Subject: Re: Tuesday's news: cost-cutting measures
From: eric -dot- dunn -at- ca -dot- transport -dot- bombardier -dot- com
To: "TECHWR-L" <techwr-l -at- lists -dot- raycomm -dot- com>
Date: Tue, 3 Sep 2002 14:16:53 -0400

<<Consider this example: You hire two teenagers in your neighborhood to do some
yard work around your house. The first guy is very good and gets the job done,
but swears and calls you names the entire time he is working. The second kid is
okay, but gracious and friendly. Although the first guy may be a genuinely more
competent worker, his piss-poor attitude eventually shines through in his work
and his dealings with you.

Guess which kid gets fired first when money is tight?>>

I agree completely with the analogy you give. But that isn't the situation under
discussion is it? To discuss the case Jane is faced with:

If money was tight and the homeowner approached each kid separately and asked
for cost cutting measurements my response would be as follows: "What's the other
kid offering?". If I was the second kid, perhaps I would be astute enough to
suggest firing the first kid and that I would pick up my pace a little.

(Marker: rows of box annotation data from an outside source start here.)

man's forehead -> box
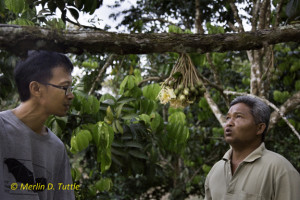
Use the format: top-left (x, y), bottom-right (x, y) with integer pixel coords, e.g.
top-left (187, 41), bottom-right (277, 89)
top-left (228, 103), bottom-right (250, 114)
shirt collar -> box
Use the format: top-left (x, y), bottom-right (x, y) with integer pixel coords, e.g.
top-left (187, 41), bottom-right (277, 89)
top-left (223, 142), bottom-right (266, 162)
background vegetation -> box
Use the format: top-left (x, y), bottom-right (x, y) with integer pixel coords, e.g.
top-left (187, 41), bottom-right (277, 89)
top-left (0, 0), bottom-right (300, 200)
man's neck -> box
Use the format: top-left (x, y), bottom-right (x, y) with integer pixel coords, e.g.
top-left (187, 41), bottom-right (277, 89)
top-left (12, 101), bottom-right (48, 135)
top-left (231, 142), bottom-right (261, 174)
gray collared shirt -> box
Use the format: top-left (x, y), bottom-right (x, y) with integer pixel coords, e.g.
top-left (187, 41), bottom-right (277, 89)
top-left (205, 143), bottom-right (300, 200)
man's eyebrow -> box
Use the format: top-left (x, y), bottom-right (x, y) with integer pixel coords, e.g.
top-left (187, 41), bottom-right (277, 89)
top-left (226, 111), bottom-right (245, 116)
top-left (60, 81), bottom-right (72, 85)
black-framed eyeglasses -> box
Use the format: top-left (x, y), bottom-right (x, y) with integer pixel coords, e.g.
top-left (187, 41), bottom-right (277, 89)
top-left (41, 83), bottom-right (74, 96)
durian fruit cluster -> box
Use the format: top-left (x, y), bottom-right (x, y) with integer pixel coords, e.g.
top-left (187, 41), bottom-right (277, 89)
top-left (158, 53), bottom-right (205, 108)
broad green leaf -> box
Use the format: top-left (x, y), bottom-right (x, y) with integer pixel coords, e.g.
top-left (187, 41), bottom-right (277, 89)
top-left (128, 150), bottom-right (148, 160)
top-left (142, 83), bottom-right (161, 101)
top-left (127, 75), bottom-right (136, 90)
top-left (95, 178), bottom-right (112, 192)
top-left (139, 114), bottom-right (150, 124)
top-left (121, 114), bottom-right (138, 120)
top-left (68, 8), bottom-right (79, 20)
top-left (8, 18), bottom-right (34, 26)
top-left (119, 76), bottom-right (128, 95)
top-left (168, 111), bottom-right (186, 124)
top-left (70, 135), bottom-right (79, 154)
top-left (100, 94), bottom-right (117, 102)
top-left (5, 0), bottom-right (25, 14)
top-left (150, 113), bottom-right (163, 131)
top-left (98, 148), bottom-right (111, 173)
top-left (124, 141), bottom-right (143, 149)
top-left (106, 106), bottom-right (114, 122)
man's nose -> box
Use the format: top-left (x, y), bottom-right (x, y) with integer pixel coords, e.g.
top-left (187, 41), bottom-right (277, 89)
top-left (67, 92), bottom-right (75, 100)
top-left (225, 118), bottom-right (234, 127)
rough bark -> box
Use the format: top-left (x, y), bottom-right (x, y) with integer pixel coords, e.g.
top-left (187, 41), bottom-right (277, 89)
top-left (269, 91), bottom-right (300, 129)
top-left (0, 24), bottom-right (300, 54)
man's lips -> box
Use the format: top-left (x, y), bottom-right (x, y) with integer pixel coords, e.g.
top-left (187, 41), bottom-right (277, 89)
top-left (225, 128), bottom-right (232, 136)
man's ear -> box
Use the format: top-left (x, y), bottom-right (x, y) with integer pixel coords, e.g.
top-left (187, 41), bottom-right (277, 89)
top-left (256, 123), bottom-right (266, 135)
top-left (29, 81), bottom-right (41, 96)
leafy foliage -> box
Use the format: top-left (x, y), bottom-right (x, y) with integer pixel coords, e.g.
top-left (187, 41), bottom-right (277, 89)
top-left (0, 0), bottom-right (300, 200)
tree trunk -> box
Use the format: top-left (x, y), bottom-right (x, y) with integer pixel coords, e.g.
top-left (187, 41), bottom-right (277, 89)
top-left (0, 24), bottom-right (300, 54)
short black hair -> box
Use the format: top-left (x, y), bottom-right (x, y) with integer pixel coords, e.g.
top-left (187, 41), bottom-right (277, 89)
top-left (14, 51), bottom-right (73, 102)
top-left (230, 96), bottom-right (271, 142)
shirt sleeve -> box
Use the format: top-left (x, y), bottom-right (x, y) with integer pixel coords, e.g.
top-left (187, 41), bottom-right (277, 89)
top-left (53, 151), bottom-right (75, 200)
top-left (204, 173), bottom-right (212, 200)
top-left (274, 170), bottom-right (300, 200)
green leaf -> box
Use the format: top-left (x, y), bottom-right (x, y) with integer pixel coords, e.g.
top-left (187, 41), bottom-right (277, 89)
top-left (139, 114), bottom-right (150, 124)
top-left (95, 178), bottom-right (112, 192)
top-left (168, 111), bottom-right (186, 124)
top-left (121, 113), bottom-right (138, 120)
top-left (88, 96), bottom-right (100, 114)
top-left (100, 94), bottom-right (117, 102)
top-left (142, 83), bottom-right (161, 101)
top-left (172, 72), bottom-right (182, 79)
top-left (127, 75), bottom-right (136, 90)
top-left (119, 76), bottom-right (128, 95)
top-left (295, 80), bottom-right (300, 91)
top-left (5, 0), bottom-right (25, 14)
top-left (68, 8), bottom-right (79, 20)
top-left (100, 148), bottom-right (111, 173)
top-left (128, 150), bottom-right (148, 160)
top-left (150, 113), bottom-right (163, 131)
top-left (124, 141), bottom-right (143, 149)
top-left (8, 18), bottom-right (34, 26)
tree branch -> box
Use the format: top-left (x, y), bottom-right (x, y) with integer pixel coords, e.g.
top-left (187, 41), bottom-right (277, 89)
top-left (138, 76), bottom-right (165, 87)
top-left (269, 91), bottom-right (300, 128)
top-left (204, 90), bottom-right (226, 127)
top-left (224, 91), bottom-right (300, 141)
top-left (274, 0), bottom-right (283, 28)
top-left (258, 0), bottom-right (270, 30)
top-left (0, 24), bottom-right (300, 54)
top-left (251, 0), bottom-right (261, 31)
top-left (229, 1), bottom-right (245, 32)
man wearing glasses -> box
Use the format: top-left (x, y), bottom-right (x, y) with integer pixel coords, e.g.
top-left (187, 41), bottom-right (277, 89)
top-left (0, 51), bottom-right (75, 200)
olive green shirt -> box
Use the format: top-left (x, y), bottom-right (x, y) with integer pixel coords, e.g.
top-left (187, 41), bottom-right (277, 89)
top-left (205, 143), bottom-right (300, 200)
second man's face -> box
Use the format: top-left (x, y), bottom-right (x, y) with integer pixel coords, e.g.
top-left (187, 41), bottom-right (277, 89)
top-left (224, 103), bottom-right (260, 146)
top-left (39, 67), bottom-right (74, 116)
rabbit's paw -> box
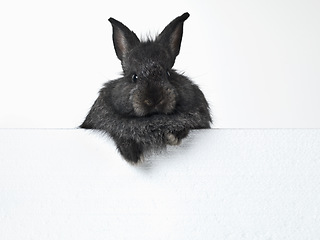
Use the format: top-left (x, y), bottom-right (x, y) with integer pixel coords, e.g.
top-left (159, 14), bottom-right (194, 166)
top-left (166, 133), bottom-right (180, 145)
top-left (166, 129), bottom-right (189, 145)
top-left (118, 141), bottom-right (144, 164)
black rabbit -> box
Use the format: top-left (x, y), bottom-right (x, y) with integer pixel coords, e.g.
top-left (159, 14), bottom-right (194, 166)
top-left (80, 13), bottom-right (211, 163)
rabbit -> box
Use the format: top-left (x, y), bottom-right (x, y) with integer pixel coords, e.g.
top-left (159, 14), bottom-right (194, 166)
top-left (80, 13), bottom-right (212, 164)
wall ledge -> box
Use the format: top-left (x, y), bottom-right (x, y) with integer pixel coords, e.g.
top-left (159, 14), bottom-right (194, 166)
top-left (0, 129), bottom-right (320, 240)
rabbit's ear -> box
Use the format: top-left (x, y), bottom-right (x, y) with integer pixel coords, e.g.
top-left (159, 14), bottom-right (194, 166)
top-left (157, 12), bottom-right (190, 58)
top-left (109, 18), bottom-right (140, 61)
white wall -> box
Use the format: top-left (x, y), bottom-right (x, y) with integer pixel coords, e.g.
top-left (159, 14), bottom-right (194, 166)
top-left (0, 129), bottom-right (320, 240)
top-left (0, 0), bottom-right (320, 128)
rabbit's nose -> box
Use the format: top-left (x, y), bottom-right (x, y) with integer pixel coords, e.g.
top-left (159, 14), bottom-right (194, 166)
top-left (144, 99), bottom-right (153, 107)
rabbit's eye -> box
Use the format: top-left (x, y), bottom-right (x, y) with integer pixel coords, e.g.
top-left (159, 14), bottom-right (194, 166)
top-left (131, 74), bottom-right (138, 83)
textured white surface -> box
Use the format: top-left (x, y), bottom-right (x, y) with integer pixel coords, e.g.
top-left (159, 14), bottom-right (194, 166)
top-left (0, 129), bottom-right (320, 240)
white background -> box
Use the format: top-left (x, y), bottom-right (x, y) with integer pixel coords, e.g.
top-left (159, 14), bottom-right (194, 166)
top-left (0, 0), bottom-right (320, 128)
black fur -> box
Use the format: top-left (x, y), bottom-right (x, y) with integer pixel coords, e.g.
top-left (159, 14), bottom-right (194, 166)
top-left (80, 13), bottom-right (211, 163)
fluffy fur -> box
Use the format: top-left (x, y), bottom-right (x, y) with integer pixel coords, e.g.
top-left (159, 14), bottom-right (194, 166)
top-left (80, 13), bottom-right (211, 163)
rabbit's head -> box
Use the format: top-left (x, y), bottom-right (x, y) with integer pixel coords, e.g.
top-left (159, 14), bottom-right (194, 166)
top-left (109, 13), bottom-right (189, 117)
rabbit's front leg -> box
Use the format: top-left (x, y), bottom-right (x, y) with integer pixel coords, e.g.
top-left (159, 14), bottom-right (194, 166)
top-left (115, 138), bottom-right (143, 163)
top-left (166, 129), bottom-right (189, 145)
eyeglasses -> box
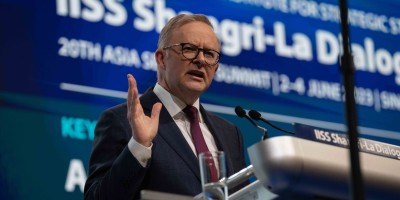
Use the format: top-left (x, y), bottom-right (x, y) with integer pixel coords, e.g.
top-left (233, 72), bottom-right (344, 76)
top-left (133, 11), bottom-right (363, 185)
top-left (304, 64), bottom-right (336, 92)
top-left (163, 43), bottom-right (222, 66)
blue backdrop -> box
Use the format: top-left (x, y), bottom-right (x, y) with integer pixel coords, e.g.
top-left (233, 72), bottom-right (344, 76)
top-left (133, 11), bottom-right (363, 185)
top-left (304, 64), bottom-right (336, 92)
top-left (0, 0), bottom-right (400, 199)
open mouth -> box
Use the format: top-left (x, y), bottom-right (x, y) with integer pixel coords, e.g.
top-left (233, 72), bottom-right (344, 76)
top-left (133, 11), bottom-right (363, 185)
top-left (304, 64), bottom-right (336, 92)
top-left (188, 70), bottom-right (204, 78)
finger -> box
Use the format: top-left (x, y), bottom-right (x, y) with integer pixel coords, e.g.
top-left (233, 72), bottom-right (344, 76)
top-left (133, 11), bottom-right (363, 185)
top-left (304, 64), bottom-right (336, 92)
top-left (126, 74), bottom-right (132, 108)
top-left (151, 102), bottom-right (162, 124)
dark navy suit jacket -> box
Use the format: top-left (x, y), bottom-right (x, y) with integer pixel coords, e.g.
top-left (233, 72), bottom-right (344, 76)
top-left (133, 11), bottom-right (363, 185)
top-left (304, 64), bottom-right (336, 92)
top-left (84, 90), bottom-right (246, 199)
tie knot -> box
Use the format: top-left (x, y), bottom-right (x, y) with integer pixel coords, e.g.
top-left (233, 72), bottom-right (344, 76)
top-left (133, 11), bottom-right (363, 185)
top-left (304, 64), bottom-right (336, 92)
top-left (183, 105), bottom-right (199, 122)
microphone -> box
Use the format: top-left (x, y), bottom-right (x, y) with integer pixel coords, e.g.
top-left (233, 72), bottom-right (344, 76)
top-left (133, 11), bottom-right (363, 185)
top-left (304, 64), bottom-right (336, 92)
top-left (235, 106), bottom-right (268, 140)
top-left (249, 110), bottom-right (296, 135)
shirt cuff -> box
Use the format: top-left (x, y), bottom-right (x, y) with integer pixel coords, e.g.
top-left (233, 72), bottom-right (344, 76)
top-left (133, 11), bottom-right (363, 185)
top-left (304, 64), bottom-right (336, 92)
top-left (128, 137), bottom-right (153, 167)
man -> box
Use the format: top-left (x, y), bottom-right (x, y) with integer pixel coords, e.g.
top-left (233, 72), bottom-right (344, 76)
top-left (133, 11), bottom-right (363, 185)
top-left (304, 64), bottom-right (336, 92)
top-left (85, 14), bottom-right (246, 199)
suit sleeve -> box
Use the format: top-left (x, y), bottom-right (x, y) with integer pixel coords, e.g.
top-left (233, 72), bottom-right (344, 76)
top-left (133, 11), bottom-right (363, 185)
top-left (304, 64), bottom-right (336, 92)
top-left (84, 107), bottom-right (147, 200)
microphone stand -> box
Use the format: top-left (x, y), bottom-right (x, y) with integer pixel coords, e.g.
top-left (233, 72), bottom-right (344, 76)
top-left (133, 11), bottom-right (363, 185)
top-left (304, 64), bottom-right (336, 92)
top-left (339, 0), bottom-right (364, 200)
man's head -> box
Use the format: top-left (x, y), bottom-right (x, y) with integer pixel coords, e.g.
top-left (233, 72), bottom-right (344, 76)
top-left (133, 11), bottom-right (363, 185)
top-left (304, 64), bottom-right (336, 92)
top-left (155, 14), bottom-right (220, 104)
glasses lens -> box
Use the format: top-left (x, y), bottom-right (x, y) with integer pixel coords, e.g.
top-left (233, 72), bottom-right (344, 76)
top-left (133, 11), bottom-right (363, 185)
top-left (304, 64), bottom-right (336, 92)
top-left (182, 43), bottom-right (219, 65)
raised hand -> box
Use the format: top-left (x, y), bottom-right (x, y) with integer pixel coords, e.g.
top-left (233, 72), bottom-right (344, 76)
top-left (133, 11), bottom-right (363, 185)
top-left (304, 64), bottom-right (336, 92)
top-left (127, 74), bottom-right (162, 147)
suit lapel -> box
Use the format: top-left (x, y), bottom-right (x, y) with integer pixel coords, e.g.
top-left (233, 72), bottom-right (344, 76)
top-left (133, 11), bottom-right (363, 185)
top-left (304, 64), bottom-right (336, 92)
top-left (140, 89), bottom-right (200, 181)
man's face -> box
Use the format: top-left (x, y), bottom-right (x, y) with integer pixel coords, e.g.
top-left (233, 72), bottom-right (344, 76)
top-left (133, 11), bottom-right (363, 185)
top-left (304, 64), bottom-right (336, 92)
top-left (156, 22), bottom-right (219, 103)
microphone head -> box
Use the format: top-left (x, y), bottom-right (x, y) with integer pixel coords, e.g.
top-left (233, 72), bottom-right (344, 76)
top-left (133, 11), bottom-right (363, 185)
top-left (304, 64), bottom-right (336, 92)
top-left (249, 110), bottom-right (261, 120)
top-left (235, 106), bottom-right (246, 118)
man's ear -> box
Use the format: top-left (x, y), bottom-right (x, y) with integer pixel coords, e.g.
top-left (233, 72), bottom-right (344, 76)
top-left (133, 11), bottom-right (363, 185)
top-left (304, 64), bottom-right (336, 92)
top-left (154, 49), bottom-right (165, 69)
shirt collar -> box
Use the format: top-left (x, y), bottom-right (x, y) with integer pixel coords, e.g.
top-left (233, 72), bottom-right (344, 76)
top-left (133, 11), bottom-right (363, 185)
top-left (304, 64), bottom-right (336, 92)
top-left (153, 83), bottom-right (203, 122)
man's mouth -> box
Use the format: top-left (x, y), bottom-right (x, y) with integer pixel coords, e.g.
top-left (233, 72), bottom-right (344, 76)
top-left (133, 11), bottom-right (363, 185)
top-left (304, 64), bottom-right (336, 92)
top-left (188, 70), bottom-right (204, 78)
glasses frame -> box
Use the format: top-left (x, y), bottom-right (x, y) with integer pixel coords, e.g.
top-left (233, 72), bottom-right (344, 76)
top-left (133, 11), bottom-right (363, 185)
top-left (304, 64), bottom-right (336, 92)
top-left (163, 42), bottom-right (222, 66)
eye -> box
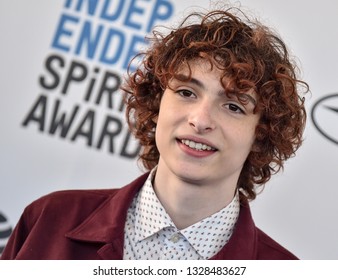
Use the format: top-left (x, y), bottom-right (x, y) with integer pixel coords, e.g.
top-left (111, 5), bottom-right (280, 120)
top-left (224, 103), bottom-right (245, 114)
top-left (176, 89), bottom-right (196, 98)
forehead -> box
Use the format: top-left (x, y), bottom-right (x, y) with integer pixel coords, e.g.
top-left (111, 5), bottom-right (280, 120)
top-left (172, 58), bottom-right (258, 105)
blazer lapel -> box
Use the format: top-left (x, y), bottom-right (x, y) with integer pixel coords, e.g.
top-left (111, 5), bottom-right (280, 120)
top-left (66, 173), bottom-right (148, 259)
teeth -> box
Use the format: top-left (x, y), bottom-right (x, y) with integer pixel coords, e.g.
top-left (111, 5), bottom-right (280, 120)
top-left (181, 139), bottom-right (215, 151)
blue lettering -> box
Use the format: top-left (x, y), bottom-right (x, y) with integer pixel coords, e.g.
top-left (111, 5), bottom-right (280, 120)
top-left (124, 0), bottom-right (148, 29)
top-left (75, 21), bottom-right (103, 58)
top-left (65, 0), bottom-right (99, 16)
top-left (101, 0), bottom-right (125, 21)
top-left (123, 36), bottom-right (146, 71)
top-left (147, 0), bottom-right (174, 32)
top-left (100, 29), bottom-right (125, 64)
top-left (52, 14), bottom-right (79, 52)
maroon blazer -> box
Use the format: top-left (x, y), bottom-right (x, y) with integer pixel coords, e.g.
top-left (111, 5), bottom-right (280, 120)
top-left (1, 174), bottom-right (297, 260)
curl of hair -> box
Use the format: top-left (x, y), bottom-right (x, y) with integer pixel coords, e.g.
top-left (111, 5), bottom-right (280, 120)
top-left (122, 10), bottom-right (308, 200)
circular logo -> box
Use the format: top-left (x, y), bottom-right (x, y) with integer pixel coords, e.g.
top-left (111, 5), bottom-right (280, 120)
top-left (0, 212), bottom-right (12, 255)
top-left (311, 93), bottom-right (338, 145)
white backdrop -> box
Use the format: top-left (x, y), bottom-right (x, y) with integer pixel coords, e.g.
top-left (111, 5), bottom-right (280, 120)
top-left (0, 0), bottom-right (338, 259)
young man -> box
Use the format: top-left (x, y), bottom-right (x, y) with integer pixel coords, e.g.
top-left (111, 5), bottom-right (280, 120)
top-left (2, 9), bottom-right (307, 259)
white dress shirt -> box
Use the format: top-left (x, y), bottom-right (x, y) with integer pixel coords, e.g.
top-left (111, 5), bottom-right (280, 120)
top-left (123, 170), bottom-right (240, 260)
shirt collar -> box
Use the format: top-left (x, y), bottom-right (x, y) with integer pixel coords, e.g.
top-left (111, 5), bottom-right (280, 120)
top-left (133, 168), bottom-right (240, 257)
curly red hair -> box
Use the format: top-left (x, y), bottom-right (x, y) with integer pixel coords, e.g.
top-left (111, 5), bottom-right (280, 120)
top-left (123, 7), bottom-right (308, 200)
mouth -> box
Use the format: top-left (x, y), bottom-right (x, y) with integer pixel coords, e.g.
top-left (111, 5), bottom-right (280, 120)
top-left (178, 139), bottom-right (217, 151)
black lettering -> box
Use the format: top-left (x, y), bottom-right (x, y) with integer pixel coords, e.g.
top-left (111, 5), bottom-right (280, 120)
top-left (97, 116), bottom-right (122, 153)
top-left (22, 95), bottom-right (47, 131)
top-left (49, 100), bottom-right (79, 138)
top-left (61, 61), bottom-right (88, 94)
top-left (85, 68), bottom-right (100, 101)
top-left (96, 71), bottom-right (121, 109)
top-left (120, 130), bottom-right (141, 158)
top-left (39, 55), bottom-right (65, 90)
top-left (71, 110), bottom-right (95, 146)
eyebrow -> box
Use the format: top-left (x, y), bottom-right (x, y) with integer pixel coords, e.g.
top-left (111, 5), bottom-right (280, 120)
top-left (176, 74), bottom-right (257, 106)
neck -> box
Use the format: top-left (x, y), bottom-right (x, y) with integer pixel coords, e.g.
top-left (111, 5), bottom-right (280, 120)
top-left (154, 162), bottom-right (236, 229)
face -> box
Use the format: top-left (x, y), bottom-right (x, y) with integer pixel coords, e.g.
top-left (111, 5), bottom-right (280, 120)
top-left (156, 60), bottom-right (259, 187)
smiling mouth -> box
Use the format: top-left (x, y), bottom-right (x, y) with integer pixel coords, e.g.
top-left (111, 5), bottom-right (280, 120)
top-left (179, 139), bottom-right (216, 151)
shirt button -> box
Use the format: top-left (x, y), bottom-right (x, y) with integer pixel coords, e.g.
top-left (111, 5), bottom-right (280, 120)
top-left (170, 233), bottom-right (181, 243)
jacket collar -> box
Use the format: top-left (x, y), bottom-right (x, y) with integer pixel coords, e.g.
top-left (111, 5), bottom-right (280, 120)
top-left (66, 173), bottom-right (258, 260)
top-left (66, 173), bottom-right (149, 259)
top-left (211, 202), bottom-right (258, 260)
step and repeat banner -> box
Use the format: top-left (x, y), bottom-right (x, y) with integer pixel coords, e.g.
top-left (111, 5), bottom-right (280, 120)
top-left (0, 0), bottom-right (338, 259)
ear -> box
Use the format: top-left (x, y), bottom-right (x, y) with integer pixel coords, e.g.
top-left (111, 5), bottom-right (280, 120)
top-left (251, 140), bottom-right (261, 153)
top-left (151, 115), bottom-right (158, 124)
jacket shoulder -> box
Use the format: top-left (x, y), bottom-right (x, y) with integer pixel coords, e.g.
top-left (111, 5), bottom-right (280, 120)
top-left (257, 228), bottom-right (298, 260)
top-left (23, 189), bottom-right (119, 222)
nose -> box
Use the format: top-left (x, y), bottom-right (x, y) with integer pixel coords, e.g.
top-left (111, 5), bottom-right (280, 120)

Or, for
an increase equal to half of what the other kid was making do the work of two.
But, if the homeowner just bought a brand new SUV and sent their kids off to
some expensive camp/vacation and then came to me and said things were tight, how
can you cut costs. I think I'd tell them to stuff it as cutting my minimum wage
job certainly isn't where the belt needs tightened.

On the other hand, if the homeowner was obviously suffering financially and came
to me and asked for cost cutting measures, I'd probably easily accept a wage cut
and a change in working conditions provided that the homeowner was a decent
boss/client to begin with. (And I have done this in exactly this scenario
before. Made my spare change cutting lawns and tending gardens for various
people throughout high school and less so in college.)

I would bet that in any scenario the bad mouthed kid would react negatively and
be axed.

If asked to cut costs in the corporate world, I think the first question to be
asked is "What's the company strategy?".